Field Programmable Gate Arrays (FPGAs) are semiconductor devices based around a matrix of configurable logic blocks (CLBs) connected via programmable interconnects. They can be reprogrammed after manufacturing, which makes them more flexible than Application Specific Integrated Circuits (ASICs).

FPGAs are like a large set of switches divided into modules. Software can tell those switches how to behave. They will work more quickly because the work is done at the silicon level. When the application changes, they can be reprogrammed instead of having to be replaced.

Intel is betting that this will be useful for companies that reply on cloud based applications, which is where the economy is headed. Take for instance firms that uses facial recognition software in a cloud-based system. Facebook and Google tag photos by recognizing common faces in your photoalbums. The tiny difference in speed of having processing done at the level of hardware rather than software can speed up the rate at which such applications work, making them very attractive.

Brian Krzanich, CEO of Intel, said "Intel's growth strategy is to expand our core assets into profitable, complementary market segments. With this acquisition, we will harness the power of Moore's Law to make the next generation of solutions not just better, but able to do more.”

Moore’s Law, or the rule that says chip speeds double every 18 months, turned 50 years old this year.

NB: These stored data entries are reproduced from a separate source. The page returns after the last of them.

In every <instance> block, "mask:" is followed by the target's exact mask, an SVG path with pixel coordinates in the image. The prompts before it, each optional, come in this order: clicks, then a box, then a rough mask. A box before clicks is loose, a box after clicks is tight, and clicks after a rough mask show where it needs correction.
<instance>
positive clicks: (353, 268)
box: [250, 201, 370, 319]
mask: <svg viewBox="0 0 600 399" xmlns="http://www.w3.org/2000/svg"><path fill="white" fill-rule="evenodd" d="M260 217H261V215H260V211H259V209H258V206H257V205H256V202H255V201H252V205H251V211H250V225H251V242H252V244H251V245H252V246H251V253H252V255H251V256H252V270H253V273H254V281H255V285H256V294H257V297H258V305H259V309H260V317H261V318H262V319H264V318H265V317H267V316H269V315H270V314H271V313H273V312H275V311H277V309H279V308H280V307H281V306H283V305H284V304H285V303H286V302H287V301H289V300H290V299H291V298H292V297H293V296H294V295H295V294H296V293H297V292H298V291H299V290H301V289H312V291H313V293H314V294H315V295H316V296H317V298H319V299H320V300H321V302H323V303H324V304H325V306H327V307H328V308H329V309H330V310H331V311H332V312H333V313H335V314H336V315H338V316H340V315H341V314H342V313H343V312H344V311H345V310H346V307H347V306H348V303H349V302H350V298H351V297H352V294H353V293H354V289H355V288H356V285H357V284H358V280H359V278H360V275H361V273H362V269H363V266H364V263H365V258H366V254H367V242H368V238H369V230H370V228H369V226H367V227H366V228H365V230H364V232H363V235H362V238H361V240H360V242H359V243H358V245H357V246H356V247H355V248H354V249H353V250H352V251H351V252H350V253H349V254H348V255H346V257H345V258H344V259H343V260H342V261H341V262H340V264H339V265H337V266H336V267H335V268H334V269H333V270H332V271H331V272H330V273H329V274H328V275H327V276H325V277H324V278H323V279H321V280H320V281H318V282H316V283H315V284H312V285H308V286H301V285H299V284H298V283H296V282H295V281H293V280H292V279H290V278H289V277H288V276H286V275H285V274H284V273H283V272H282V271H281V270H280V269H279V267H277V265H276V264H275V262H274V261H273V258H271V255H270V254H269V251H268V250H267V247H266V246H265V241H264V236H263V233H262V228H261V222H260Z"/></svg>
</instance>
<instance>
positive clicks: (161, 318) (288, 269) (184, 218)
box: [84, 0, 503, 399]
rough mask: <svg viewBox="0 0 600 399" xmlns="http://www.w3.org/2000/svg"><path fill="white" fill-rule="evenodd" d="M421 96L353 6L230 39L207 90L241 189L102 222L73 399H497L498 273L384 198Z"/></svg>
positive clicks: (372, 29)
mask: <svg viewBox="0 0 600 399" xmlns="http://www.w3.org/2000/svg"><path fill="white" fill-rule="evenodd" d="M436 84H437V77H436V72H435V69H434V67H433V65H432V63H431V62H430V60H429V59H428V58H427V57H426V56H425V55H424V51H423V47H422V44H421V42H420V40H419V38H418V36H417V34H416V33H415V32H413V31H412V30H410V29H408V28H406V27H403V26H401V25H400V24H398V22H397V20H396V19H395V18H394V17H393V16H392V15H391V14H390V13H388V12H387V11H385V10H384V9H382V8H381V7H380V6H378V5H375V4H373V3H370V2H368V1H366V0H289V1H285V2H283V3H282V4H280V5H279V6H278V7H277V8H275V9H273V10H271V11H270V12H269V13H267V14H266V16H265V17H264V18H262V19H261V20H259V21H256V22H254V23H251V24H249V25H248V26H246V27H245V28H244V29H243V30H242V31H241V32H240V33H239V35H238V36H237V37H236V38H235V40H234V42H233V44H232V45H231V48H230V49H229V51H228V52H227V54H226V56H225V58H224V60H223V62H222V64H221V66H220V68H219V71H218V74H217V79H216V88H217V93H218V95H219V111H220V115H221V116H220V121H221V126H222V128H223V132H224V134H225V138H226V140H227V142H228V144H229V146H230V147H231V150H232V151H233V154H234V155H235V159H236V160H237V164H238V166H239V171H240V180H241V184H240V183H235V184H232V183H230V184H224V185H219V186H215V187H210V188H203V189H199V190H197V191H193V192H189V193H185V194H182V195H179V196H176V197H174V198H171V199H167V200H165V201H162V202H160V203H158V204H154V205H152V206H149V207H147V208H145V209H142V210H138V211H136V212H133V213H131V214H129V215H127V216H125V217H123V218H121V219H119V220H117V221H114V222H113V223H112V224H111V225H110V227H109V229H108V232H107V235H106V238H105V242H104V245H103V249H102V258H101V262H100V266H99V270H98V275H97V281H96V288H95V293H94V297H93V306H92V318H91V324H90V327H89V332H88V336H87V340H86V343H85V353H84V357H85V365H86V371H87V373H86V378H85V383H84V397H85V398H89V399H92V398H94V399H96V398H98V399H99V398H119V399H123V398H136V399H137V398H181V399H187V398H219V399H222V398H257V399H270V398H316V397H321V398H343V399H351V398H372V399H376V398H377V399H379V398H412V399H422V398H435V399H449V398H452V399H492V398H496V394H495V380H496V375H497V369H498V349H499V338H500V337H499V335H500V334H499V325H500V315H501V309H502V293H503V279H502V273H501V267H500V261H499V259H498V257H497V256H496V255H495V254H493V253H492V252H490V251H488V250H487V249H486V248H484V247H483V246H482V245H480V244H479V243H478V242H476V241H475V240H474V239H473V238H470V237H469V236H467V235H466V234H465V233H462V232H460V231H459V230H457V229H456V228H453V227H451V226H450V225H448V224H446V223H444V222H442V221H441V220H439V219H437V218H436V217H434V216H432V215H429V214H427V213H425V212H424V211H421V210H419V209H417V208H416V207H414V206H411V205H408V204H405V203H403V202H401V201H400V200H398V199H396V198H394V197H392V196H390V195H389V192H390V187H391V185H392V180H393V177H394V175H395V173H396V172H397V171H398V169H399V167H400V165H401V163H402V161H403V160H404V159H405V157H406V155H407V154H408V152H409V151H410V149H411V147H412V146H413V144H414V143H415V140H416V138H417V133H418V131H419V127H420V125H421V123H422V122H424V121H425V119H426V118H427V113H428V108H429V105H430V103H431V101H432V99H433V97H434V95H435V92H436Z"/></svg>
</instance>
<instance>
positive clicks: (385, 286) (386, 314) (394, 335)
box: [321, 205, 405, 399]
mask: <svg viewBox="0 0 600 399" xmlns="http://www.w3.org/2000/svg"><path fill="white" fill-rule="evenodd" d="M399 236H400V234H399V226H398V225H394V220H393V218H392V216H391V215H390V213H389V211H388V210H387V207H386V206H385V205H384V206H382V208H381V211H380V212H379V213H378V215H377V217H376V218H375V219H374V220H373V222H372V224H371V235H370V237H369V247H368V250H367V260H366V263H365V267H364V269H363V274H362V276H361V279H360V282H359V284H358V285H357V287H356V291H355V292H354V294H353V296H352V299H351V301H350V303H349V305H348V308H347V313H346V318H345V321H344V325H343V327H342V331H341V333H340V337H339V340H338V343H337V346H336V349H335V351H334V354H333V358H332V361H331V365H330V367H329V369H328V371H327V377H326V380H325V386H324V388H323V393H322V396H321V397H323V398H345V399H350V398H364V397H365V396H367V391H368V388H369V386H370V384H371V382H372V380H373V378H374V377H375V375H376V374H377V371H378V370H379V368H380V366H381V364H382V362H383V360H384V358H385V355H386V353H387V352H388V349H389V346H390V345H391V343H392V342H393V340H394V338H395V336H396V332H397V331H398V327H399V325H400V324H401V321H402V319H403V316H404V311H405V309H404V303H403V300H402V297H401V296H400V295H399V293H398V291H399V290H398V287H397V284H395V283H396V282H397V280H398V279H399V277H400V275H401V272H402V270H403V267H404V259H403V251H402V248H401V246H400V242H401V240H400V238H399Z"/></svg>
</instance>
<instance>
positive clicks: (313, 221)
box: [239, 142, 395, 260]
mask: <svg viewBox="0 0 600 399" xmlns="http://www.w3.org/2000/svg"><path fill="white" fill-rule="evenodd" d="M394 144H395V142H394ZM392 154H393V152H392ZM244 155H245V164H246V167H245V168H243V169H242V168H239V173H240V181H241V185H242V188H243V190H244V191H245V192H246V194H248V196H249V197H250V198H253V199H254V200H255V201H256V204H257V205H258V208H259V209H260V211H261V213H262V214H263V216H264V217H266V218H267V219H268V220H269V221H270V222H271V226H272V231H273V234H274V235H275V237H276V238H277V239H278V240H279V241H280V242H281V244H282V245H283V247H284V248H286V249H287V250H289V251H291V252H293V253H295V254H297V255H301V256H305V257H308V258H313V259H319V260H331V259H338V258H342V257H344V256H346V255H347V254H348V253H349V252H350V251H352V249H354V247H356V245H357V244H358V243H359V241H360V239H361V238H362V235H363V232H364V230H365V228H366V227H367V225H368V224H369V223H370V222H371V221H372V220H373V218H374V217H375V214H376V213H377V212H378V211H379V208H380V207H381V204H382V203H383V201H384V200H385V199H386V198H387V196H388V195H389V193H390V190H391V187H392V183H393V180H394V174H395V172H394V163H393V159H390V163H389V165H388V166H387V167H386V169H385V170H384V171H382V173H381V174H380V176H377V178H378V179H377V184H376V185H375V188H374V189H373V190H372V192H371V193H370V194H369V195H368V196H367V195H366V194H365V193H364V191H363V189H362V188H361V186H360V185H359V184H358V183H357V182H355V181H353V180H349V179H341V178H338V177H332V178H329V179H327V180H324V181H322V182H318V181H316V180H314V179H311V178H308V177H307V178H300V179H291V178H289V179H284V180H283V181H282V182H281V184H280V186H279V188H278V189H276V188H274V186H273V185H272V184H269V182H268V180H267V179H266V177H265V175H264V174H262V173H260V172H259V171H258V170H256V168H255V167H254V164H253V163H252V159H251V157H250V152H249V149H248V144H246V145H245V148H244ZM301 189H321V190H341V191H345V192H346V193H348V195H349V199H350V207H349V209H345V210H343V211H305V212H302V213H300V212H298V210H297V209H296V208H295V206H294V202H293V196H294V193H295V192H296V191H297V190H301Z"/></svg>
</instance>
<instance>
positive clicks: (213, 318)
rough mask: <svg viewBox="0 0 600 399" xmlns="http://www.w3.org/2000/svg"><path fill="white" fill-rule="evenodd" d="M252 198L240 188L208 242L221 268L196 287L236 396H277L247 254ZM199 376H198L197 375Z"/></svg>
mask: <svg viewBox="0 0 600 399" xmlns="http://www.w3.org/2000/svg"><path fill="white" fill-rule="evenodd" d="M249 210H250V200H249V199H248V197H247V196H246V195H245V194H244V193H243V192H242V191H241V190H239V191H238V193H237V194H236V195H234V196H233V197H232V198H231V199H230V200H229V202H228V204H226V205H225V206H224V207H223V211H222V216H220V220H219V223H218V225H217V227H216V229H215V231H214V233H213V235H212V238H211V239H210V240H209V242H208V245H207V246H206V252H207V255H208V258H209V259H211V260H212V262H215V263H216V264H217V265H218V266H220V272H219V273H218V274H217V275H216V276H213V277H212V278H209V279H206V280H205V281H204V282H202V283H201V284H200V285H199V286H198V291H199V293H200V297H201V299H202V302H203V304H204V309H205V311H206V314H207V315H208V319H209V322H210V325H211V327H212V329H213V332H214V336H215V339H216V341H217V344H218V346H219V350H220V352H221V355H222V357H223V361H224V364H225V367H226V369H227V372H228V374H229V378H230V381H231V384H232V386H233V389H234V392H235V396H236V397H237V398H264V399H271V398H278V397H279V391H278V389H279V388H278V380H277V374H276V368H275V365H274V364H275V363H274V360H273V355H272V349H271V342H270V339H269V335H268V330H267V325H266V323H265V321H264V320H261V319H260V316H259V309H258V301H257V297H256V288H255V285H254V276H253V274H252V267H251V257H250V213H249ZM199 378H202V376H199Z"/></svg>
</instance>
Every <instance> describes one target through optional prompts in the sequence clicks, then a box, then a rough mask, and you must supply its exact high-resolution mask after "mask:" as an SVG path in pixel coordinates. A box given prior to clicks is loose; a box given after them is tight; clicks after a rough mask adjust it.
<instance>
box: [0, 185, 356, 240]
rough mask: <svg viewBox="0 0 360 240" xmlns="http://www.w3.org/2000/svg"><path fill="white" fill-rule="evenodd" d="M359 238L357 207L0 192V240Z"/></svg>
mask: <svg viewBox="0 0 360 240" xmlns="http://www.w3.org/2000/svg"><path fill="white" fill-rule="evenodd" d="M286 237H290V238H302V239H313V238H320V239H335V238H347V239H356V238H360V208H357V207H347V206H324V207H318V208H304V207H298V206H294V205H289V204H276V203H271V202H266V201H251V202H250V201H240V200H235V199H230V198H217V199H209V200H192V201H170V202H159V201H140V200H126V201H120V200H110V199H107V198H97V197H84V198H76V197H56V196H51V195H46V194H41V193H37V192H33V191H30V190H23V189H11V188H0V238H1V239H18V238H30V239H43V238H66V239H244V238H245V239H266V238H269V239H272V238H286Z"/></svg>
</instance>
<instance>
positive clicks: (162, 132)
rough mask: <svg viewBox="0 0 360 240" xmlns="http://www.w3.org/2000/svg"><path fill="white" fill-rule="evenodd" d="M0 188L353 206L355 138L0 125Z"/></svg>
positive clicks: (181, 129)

John Daane, President, CEO and Chairman of Altera, added "We believe that as part of Intel we will be able to develop innovative FPGAs and system-on-chips for our customers in all market segments."

COURTESY: INTEL CORP - Altera CEO John Daane

Altera will become an Intel business unit to facilitate continuity of existing and new customer sales and support. Intel plans to continue support and development for Altera's ARM-based and power management product lines.

Intel intends to fund the acquisition, which is expected to close within six to nine months, with a combination of cash from the balance sheet and debt.

Altera shares were around $35 in March. Altera rejected an offer of $54 per share once, but Altera’s recent poor earnings report gave Intel more leverage.